“Saat ini sudah diamankan di Polres,” ujarnya Kapolres Tual, AKBP Whansi Des Asmoro.
Tual, suaradamai.com – Bripda Masias Siahaya, anggota Brimob Kompi 1 Batalyon C Pelopor Satbrimob Polda Maluku, resmi ditahan terkait dugaan penganiayaan terhadap seorang siswa madrasah di Kota Tual yang berujung pada kematian korban.
Kapolres Tual, AKBP Whansi Des Asmoro, membenarkan penahanan tersebut saat dikonfirmasi melalui pesan WhatsApp, Jumat (20/2/2026).
“Saat ini sudah diamankan di Polres,” ujarnya singkat.
Ia menambahkan, sejak kemarin hingga saat ini penyidik masih melakukan pengecekan di Tempat Kejadian Perkara (TKP) serta memeriksa sejumlah saksi secara intensif.
“Kami menjamin pelaku akan diproses sesuai hukum dan ketentuan yang berlaku. Tidak ada tebang pilih dalam kasus ini,” tegasnya.
Peristiwa tersebut terjadi pada Kamis (19/2/2026) dini hari, seusai salat subuh, di ruas jalan RSUD Maren, Kota Tual. Korban, Arianto Tawakal (14), siswa Madrasah Tsanawiyah Negeri (MTsN) 1 Maluku Tenggara, saat itu tengah berkendara bersama kakaknya.
Korban diduga dipukul menggunakan helm hingga terjatuh dan mengalami pendarahan serius.
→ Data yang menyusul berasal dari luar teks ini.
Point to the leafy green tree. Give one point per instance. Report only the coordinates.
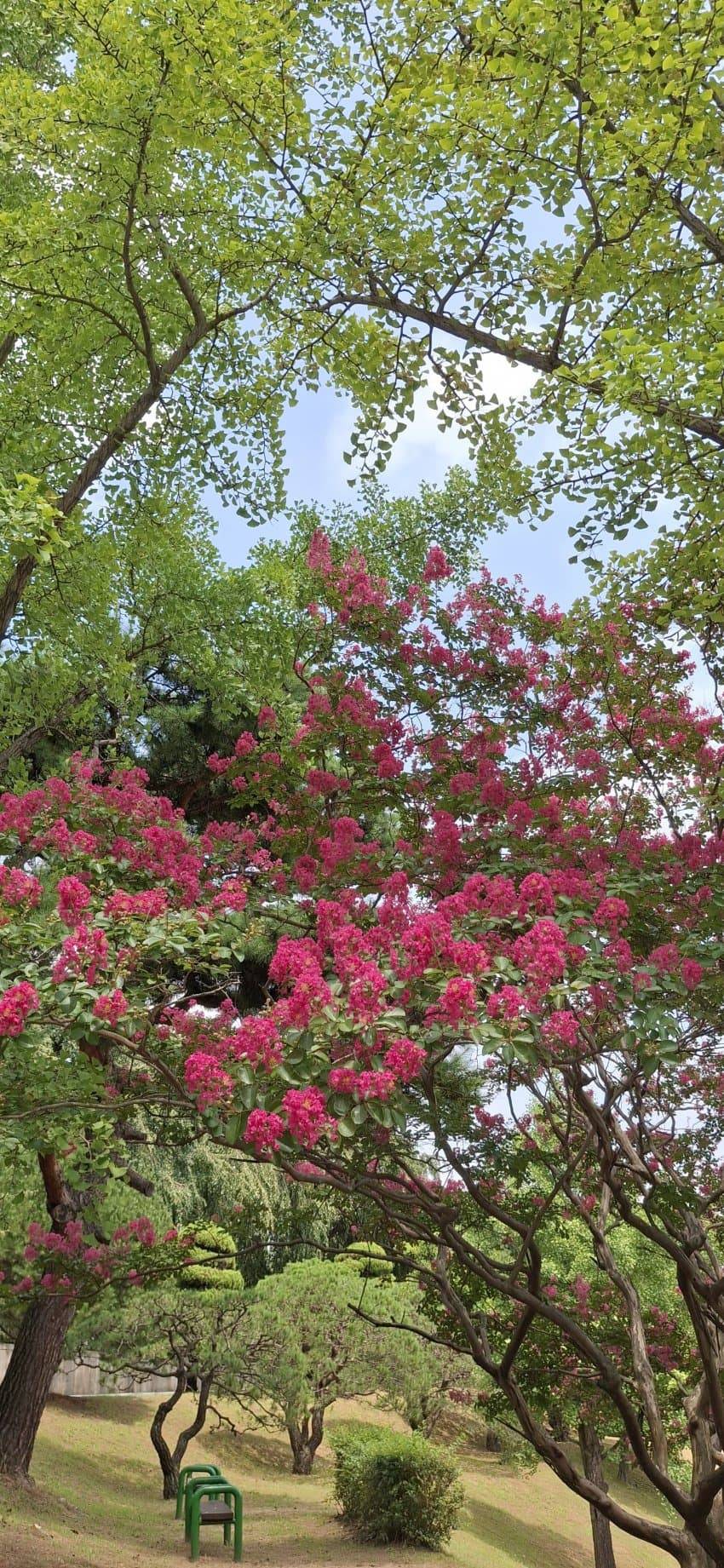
(392, 201)
(199, 1338)
(325, 1344)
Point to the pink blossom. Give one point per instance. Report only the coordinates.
(16, 1004)
(306, 1115)
(264, 1129)
(406, 1059)
(205, 1079)
(257, 1040)
(692, 973)
(74, 896)
(110, 1008)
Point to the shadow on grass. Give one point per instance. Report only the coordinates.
(123, 1410)
(257, 1450)
(524, 1542)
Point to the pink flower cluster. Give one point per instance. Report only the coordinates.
(18, 887)
(257, 1040)
(147, 904)
(205, 1079)
(110, 1008)
(16, 1004)
(74, 896)
(306, 1115)
(405, 1059)
(82, 954)
(364, 1085)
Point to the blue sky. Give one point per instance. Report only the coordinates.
(317, 436)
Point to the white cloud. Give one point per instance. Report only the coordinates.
(423, 451)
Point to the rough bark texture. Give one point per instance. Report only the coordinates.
(39, 1340)
(703, 1465)
(306, 1439)
(593, 1467)
(27, 1381)
(171, 1459)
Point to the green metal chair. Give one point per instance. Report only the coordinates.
(184, 1474)
(214, 1502)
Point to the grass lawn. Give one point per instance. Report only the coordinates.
(97, 1504)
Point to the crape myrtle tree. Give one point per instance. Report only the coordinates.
(248, 201)
(69, 1101)
(135, 639)
(140, 640)
(323, 1344)
(486, 874)
(195, 1329)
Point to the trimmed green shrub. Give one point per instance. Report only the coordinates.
(369, 1258)
(216, 1261)
(394, 1487)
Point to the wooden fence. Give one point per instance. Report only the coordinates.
(85, 1381)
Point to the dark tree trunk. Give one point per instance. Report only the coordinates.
(558, 1424)
(593, 1468)
(171, 1459)
(39, 1340)
(306, 1439)
(27, 1381)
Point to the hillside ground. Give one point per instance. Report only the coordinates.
(96, 1504)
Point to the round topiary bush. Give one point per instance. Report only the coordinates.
(394, 1487)
(214, 1267)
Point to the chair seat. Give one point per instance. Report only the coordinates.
(214, 1510)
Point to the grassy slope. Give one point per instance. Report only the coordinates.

Ia kemudian dilarikan ke Rumah Sakit Umum Daerah Karel Sadsuitubun untuk mendapatkan perawatan medis.
Namun, nyawa korban tidak tertolong dan dinyatakan meninggal dunia sekitar pukul 13.00 WIT.
Dalam insiden tersebut, kakak korban, Nasri Karim (15), yang merupakan siswa kelas X MAN Maluku Tenggara, juga dilaporkan mengalami patah tangan.
Pihak kepolisian menyatakan proses penyidikan masih berlangsung, termasuk pendalaman kronologi dan pemeriksaan saksi-saksi di lokasi kejadian.